The problem of course is that customer data is off-line and thus propositions such as working capital finance for traders are difficult to build. This then reduces the long-term value to a merchant. Given that they’re unregulated, they become subject to sporadic crackdowns. This also exposes the customers in the event that anything goes wrong, they won’t have recourse.
Banks such as Standard Bank have come up with propositions such as Unayo with Ecobank having their “Rapidtransfer” app. The basis of these payments is that the bank offers the full-stack capabilities where they manage settlements, FX, customer store of value and the customer interface. In some instances, they partner with the likes of Thunes, Flutterwave and Terrapay for specific payment corridors. If well priced, this can be a very attractive proposition given the ability to layer working capital solutions as well as enabling higher value payments.
One issue that emerges is that banks may not have the technical expertise and culture to execute the customer value side as well as Fintechs where constant iteration is key. Additionally, the infrastructure players are abstracting away all the complexity of these bank propositions thus democratising the space. It will be interesting to see how Umoja executes and how it evolves.
Crypto is the only paradigm shift in payments technology to emerge in the recent past. Every other payments paradigm is an efficient play on the original Venetian nostro/vostro payments system. Crypto combines instant settlement and instant communication, powered by a single currency.

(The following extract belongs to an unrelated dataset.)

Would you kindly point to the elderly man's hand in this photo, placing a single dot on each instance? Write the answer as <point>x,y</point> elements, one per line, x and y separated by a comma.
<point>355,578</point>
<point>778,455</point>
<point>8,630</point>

One way this can be done is through a DAO where liquidity providers power payments and receive a percentage of each payment. Of course this is many years away given that Crypto is banned in many African countries and the ecosystem is yet to mature to offer easy on/off ramps into Crypto as well as the kind of KYC that comes with regulation. It’s an area to observe.
Wrapping it Up
If I was a betting man, I’d bet on the infrastructure plays. My view is that with the kind of funding being raised and the tech principles, the likes of Flutterwave and Paystack will create very useful products. I recommend anyone to set up a Flutterwave or Paystack account as a merchant. It’s so easy and intuitive. What then will likely happen is the following;
Open Banking will enable these players to be your primary banking relationship as you won’t have to put your banking details, but rather you will open an account on these platforms. For context, most of Africa is yet to open an account;
Offline capabilities will be built. One of the biggest opportunities is Flutterwave building a product for third party financiers e.g. a trade finance company in Lagos that will provide working capital and customer management whilst managing payments on Flutterwave’s rails;
Banks will likely struggle. I speak as a banker, the issue within our industry is largely too much domain knowledge. We know too much about current systems and the constraints and thus often we cannot think around the problem. Flutterwave for instance was a mix of ex bankers and tech people plus Iyin who had zero domain expertise. For banks to win, they need to onboard outsiders who have a fresh lens;
The front-end will likely have a winner take all dynamic or alternatively will be segmented based on use case with infrastructure bets winning the economics.